USD/JPY has fallen for four straight days and is trading just under 153.00 in the Asian session, near a two-week low. The weekly downtrend followed Japanese Prime Minister Sanae Takaichi’s landslide election win.
Markets expect the Bank of Japan to keep a path towards further rate rises, which supports the yen. The US dollar is also weighed down by expectations of further Federal Reserve rate cuts in 2026 and by concerns about the bank’s independence.
Key Levels And Trend
Price is holding just above the 200-day EMA at 152.50. Nearby support sits at the 38.2% Fibonacci retracement of the 140.02–159.35 move, around 152.00–151.95, with a close below opening the 50% retracement at 149.68.
MACD has the MACD line below the signal line and below zero, while the negative histogram is widening. RSI is 36 and falling, pointing to ongoing downside momentum.
If the pair holds above the 38.2% retracement and moves back above the 200-day EMA, selling pressure may ease. A sustained break below the 200-day EMA would leave the pair more exposed to further declines.
We are seeing the USD/JPY pair remain under pressure, struggling below the 153.00 level for several days now. The fundamental outlook continues to favor a stronger yen, driven by expectations of more rate hikes from the Bank of Japan. This sentiment was largely set in motion after the landslide election victory of Prime Minister Takaichi back in 2025.
From our perspective as traders, the critical level to watch is the 200-day moving average, currently around 152.50. A decisive break and close below this support could trigger a significant downward move. For those with a bearish view, buying put options with a strike price near 152.00 would be a prudent way to position for a potential slide towards the 149.70 area.

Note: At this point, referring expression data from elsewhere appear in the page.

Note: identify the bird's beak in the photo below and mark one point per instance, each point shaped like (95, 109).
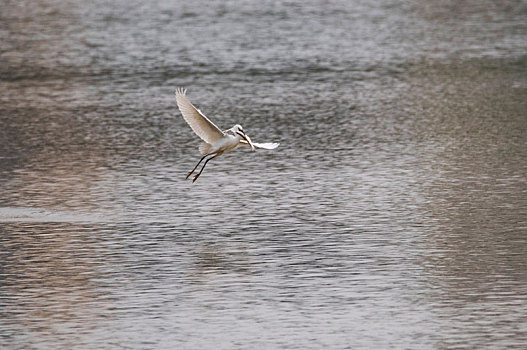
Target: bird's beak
(242, 134)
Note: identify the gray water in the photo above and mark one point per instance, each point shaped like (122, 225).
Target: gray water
(393, 214)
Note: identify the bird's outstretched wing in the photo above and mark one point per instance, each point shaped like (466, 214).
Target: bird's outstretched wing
(265, 145)
(199, 123)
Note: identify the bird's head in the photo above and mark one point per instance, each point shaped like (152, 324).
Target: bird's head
(238, 130)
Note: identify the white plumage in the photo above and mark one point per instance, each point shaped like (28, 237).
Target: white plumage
(216, 142)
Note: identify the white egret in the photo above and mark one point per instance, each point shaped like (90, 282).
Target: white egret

Options Strategy And Volatility
If this support zone between 152.00 and 152.50 holds firm, the downward momentum could stall. In this scenario, selling out-of-the-money puts or establishing a bull put spread could be a strategy to collect premium, betting that the floor will not collapse. However, given the strong bearish signals from indicators like the MACD, any rallies are likely to be short-lived selling opportunities.
We must also remember the sharp moves we witnessed in this pair during late 2022, when it fell dramatically on policy shifts. The current setup echoes that period, suggesting that a break of long-term support could lead to increased volatility. This makes options strategies with defined risk particularly attractive compared to trading spot or futures directly.